Are there any drivers who could graduate to F1?

This is the big question for many involved in the F1 Academy. British driver, Jamie Chadwick, a triple champion in the now defunct W Series, recently agreed with comments by Williams boss James Vowles that a female driver on a grand prix starting grid remains a distant possibility.

“I think he’s right,” Chadwick, 25, told Reuters. “I think what we’re doing is growing the amount of participation and that’s increasing the talent pool. Naturally that’s just going to increase the odds of female drivers filtering through to the top, but what we are lacking now is performance at the feeder series level.”

Fellow W Series competitor Naomi Schiff, of Rwanda, told Sky that, while getting female drivers up to that level required a “generational change”, the link up with F1 promises plenty.

“If they bring them into the team, I hope they’ll be doing a lot of development with the drivers, whether that’s on the simulator, working with the engineers that they have access to, maybe even with some of the F1 team’s drivers.

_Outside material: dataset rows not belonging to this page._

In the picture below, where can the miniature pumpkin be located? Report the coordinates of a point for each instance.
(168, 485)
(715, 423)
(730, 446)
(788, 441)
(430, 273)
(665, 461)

Hopefully these teams are passing on skills to the drivers as well as branding.”

Has there ever been a female F1 driver?

There has, but it was a long time ago now. Lella Lombardi’s last race was in 1976 and the Italian won her only race points a year earlier when she finished sixth in the Spanish Grand Prix. Indeed, Lombardi and Italian compatriot Maria Teresa de Filippis are the only two drivers to have started an F1 race in the sport’s 72-year history. More recently, driving for Williams, Susie Wolff took part in a practice session at the 2015 British Grand Prix where she finished an impressive 13th out of 20 cars. She is now managing director of F1 Academy.

Has there been support from F1?

Initially, this was a struggle, with Wolff frustrated by the lack of support male drivers showed the emerging format.

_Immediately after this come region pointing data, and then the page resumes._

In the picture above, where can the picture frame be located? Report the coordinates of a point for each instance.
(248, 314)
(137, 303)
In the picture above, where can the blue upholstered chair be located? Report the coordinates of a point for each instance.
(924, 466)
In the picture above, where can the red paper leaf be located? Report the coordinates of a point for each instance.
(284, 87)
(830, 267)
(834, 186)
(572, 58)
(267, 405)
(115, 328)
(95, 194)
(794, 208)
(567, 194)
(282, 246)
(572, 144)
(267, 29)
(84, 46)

“It’s a little bit sad that it’s always Lewis (Hamilton),” she told Sky Sports F1 in 2023. “He’s always the one offering support.”

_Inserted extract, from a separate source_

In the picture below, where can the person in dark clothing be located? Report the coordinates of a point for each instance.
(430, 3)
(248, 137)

But with closer relations between F1 and the F1 Academy, a few other drivers have started to at least speak about the female circuit.

“It’s like me as a Mexican thinking that I’m going to make it into F1. It’s a crazy dream,” Sergio Perez, one of only two Mexican drivers ever to race in F1 told The Athletic. “I think the first girl that makes it into the sport, into Formula One, it will make a lot of other girls realize it is possible.”

Ahead of the opening race in Jeddah, McLaren’s Lando Norris also showed his support to McLaren’s F1 Academy driver, Bianca Bustamante.

What are the criticisms of the F1 Academy?

Last year’s lack of a broadcast deal has been resolved, although some aspects of media coverage remain tricky.

The greatest concern though, is that it follows the same route as the W-Series, a racing series that ran for three seasons before it was liquidated due to a lack of funding. That is unlikely to happen to the F1 Academy given the support it has from F1, but it too must prove that it has both a sustainable business model and is also a genuine launchpad for women in the sport and not just a token gesture.

So far, the F1 Academy has made steps to show it is in it for the long term. F1’s place in the pyramid shows that the aim is to have successful academy drivers move up to F3, then F2 and, ultimately, F1. The likelihood of that remains unclear, but unlike the W-Series, progression is at least clear here.

What is the F1 Academy season schedule?

From the season starter in Jeddah on March 8 and 9, the F1 Academy will go to Miami on May 4 and 5, Barcelona on June 22 and 23, Zandvoort on August 24 and 25, Singapore on September 21 and 22, Lusail on November 30 and December 1, and Abu Dhabi (UAE), where the last two races take place on December 7 and 8.